This invention relates generally to holography and more particularly has reference to slant fringe holograms having increased efficiency and a method for making the same.
A hologram is a diffraction optical element which generally consists of a thin layer of photoreactive gelatin (e.g., dichromated gelatin) typically mounted on a glass substrate. The gelatin is exposed to intersecting laser beams which set up an interference pattern That pattern is recorded in the gelatin as a sinusoidal modulation in the index of refraction A pattern of holographic fringes corresponding to the refractive index modulation defines the hologram After the fringes are recorded, the gelatin is subjected to a chemical swelling procedure which amplifies the refractive index modulation to increase the diffraction efficiency of the hologram
A hologram acts as a wavelength and direction sensitive optical filter. Incident light within a predetermined range of wavelengths and directions will be diffracted by the hologram into a predetermined pattern and direction. For light significantly outside those wavelengths or directions, the hologram will act as a transparent piece of glass.
Holograms have many uses.
In modern aircraft, both military and commercial, a hologram is used in the combiner element of the head-up display. A head-up display provides relevant symbology, such as flight data and weapons aiming information, superimposed on the pilot's forward field of view. The symbology is generated on a cathode ray tube and projected through a relay lens to a transparent combiner element located between the pilot's eyes and the aircraft windscreen. The combiner includes a holographic film which diffracts the projected symbology to the pilot's eyes while simultaneously affording him an unobstructed view through the combiner to the outside world. See, U.S. Pat. No. 3,940,204 to Roger J. Withrington.

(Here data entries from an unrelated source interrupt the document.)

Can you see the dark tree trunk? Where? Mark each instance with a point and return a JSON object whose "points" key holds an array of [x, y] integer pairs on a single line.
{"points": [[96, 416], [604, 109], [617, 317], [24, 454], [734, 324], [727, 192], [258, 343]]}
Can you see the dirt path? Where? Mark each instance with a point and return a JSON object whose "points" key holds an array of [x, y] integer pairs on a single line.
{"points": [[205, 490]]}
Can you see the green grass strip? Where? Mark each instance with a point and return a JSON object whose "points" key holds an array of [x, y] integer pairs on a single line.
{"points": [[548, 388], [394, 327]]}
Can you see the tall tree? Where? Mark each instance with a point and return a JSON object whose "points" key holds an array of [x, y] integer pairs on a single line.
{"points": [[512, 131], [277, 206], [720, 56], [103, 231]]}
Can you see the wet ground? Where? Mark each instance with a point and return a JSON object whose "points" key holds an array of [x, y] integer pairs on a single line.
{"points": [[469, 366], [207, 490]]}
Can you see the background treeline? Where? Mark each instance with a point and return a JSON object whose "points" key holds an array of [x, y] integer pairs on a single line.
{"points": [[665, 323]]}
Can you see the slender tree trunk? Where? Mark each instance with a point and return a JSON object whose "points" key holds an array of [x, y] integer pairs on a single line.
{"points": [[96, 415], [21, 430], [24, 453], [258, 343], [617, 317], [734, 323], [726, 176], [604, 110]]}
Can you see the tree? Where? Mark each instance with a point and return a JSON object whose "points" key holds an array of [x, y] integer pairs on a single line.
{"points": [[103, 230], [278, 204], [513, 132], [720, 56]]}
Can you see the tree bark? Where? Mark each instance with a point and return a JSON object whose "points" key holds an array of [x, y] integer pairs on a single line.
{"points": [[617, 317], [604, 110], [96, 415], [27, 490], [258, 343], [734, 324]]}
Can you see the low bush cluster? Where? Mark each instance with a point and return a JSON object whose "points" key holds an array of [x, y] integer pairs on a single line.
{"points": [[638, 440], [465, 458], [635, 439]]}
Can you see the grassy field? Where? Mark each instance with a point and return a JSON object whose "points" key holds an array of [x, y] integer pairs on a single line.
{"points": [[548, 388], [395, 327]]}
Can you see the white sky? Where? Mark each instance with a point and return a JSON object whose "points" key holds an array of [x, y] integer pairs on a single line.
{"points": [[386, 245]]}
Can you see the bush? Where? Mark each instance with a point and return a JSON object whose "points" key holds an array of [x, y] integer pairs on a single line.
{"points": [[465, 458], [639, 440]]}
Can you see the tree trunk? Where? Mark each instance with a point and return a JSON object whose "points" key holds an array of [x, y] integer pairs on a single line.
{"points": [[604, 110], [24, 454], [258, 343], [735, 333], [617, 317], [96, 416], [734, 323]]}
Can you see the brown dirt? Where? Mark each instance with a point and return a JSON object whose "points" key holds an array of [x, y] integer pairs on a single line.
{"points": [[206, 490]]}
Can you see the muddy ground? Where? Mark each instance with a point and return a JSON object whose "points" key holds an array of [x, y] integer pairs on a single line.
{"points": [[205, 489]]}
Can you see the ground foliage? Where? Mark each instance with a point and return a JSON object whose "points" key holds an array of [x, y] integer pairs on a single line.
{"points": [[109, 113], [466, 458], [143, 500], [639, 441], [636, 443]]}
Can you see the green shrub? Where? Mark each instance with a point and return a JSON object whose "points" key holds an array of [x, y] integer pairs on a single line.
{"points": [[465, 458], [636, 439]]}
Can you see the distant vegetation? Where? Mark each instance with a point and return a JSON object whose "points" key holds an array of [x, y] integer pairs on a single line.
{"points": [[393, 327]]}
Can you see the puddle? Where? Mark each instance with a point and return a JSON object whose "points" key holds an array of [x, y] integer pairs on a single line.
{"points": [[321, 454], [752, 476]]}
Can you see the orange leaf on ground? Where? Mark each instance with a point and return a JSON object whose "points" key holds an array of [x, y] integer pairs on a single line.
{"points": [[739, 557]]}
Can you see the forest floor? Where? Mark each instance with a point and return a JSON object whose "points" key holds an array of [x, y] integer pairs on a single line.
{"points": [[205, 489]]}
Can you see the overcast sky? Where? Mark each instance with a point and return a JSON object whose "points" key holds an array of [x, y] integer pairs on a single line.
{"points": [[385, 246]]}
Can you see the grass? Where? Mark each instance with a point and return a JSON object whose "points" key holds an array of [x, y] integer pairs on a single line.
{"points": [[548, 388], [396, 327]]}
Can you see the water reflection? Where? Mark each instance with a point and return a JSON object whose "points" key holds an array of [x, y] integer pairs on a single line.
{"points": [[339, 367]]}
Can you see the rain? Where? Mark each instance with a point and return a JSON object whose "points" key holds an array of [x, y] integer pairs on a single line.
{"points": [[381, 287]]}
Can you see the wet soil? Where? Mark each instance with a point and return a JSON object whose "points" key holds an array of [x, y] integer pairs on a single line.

Holograms are also used in visors designed to protect eyes from damaging light exposure, such as might be encountered from an incoming laser beam. A holographic element in the visor diffracts and redirects incoming laser light out of the wearer's field of vision. By suitable control of the light used to generate the hologram (angles, wavelengths, etc.), the degree of reflectivity/transmissivity of the hologram can be selectively determined and a cone of total reflection for a given wavelength can be provided to protect the wearer's eyes from damaging incident light. It is essential that the hologram be nearly 100% efficient in diffracting the damaging light so that it does not reach the eye. With an extremely intense beam, such as a laser beam, inefficiently diffracted light may enter the cone of protection and be sufficient to damage the wearer's eyes.
It is usually desirable to construct a hologram with zero degree fringes, i.e., fringes that are parallel to the surface of the gelatin. However, in some cases, physical design restraints prevent the substrate holding the gelatin layer from being shaped in conformity with the desired fringe pattern. In those cases, the fringes intersect the surface of the gelatin to form a slant fringe pattern. One problem with slant fringe patterns is that their diffraction efficiency is inherently lower than corresponding zero degree fringe patterns. The problem compounds in holograms used in head-up displays because the fringe angle, and consequently the diffraction efficiency, often varies across the combiner.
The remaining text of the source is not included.